Posted on 11/01/2014 3:18:49 PM PDT by 2ndDivisionVet

Archaeology shows that these fierce women also smoked pot, got tattoos, killed—and loved—men.

The Amazons got a bum rap in antiquity. They wore trousers. They smoked pot, covered their skin with tattoos, rode horses, and fought as hard as the guys. Legends sprang up like weeds. They cut off their breasts to fire their bows better! They mutilated or killed their boy children! Modern (mostly male) scholars continued the confabulations. The Amazons were hard-core feminists. Man haters. Delinquent mothers. Lesbians.

Drawing on a wealth of textual, artistic, and archaeological evidence, Adrienne Mayor, author of The Amazons, dispels these myths and takes us inside the truly wild and wonderful world of these ancient warrior women.

Talking from her home in Palo Alto, California, she explains what Johnny Depp has in common with Amazons, why the Amazon spirit is breaking out all over pop culture, and who invented trousers.

We associate the word Amazon with digital book sales these days. Tell us about the real Amazons.

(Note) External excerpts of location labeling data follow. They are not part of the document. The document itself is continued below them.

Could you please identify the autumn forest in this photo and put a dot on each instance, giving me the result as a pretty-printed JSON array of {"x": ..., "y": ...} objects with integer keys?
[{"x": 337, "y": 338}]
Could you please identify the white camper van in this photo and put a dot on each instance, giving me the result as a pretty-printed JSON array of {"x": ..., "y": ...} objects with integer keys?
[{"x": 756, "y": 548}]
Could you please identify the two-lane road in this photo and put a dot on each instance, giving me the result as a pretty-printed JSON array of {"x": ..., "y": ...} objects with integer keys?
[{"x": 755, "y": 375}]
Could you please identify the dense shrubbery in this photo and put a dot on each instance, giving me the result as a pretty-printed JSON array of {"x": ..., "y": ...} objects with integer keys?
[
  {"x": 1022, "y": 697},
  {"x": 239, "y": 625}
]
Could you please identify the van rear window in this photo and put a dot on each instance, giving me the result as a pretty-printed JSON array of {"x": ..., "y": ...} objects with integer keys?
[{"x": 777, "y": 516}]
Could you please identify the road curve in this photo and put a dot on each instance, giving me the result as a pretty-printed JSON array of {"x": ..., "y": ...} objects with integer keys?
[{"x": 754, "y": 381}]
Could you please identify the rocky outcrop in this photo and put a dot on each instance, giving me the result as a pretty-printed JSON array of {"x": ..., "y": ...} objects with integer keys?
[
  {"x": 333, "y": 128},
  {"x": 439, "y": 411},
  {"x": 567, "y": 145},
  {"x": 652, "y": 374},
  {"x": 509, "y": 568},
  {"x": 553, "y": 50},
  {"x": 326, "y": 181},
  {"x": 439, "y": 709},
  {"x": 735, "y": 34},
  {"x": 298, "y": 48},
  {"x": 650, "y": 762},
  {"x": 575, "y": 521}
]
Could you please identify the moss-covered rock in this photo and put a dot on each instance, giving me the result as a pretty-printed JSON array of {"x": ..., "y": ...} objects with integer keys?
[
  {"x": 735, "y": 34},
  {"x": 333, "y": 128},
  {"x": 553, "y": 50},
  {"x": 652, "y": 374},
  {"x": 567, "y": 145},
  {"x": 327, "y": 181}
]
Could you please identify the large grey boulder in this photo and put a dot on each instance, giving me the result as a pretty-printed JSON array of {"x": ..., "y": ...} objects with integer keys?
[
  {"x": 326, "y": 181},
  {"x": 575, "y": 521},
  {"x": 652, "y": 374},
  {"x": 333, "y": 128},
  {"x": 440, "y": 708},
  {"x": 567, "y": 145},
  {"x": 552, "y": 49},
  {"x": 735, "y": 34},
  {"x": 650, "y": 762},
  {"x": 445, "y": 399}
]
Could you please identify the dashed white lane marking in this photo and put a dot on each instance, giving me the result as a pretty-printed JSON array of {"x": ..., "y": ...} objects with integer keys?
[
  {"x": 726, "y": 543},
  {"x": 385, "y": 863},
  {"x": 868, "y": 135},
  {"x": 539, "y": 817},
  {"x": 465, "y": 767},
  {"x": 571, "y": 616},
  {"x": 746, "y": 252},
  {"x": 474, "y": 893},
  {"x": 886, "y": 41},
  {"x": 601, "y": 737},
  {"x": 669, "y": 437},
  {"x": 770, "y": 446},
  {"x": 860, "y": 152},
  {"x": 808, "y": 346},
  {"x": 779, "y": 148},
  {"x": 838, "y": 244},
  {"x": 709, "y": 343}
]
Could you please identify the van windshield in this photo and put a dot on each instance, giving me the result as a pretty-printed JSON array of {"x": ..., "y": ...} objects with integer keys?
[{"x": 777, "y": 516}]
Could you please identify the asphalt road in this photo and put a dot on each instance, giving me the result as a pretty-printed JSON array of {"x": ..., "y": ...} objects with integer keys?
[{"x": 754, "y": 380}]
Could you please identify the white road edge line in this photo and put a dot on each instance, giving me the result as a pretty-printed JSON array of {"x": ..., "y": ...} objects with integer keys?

The real Amazons were long believed to be purely imaginary. They were the mythical warrior women who were the archenemies of the ancient Greeks. Every Greek hero or champion, from Hercules to Theseus and Achilles, had to prove his mettle by fighting a powerful warrior queen.

We know their names: Hippolyta, Antiope, Thessalia. But they were long thought to be just travelers' tales or products of the Greek storytelling imagination. A lot of scholars still argue that. But archaeology has now proven without a doubt that there really were women fitting the description that the Greeks gave us of Amazons and warrior women....

(Excerpt) Read more at news.nationalgeographic.com ...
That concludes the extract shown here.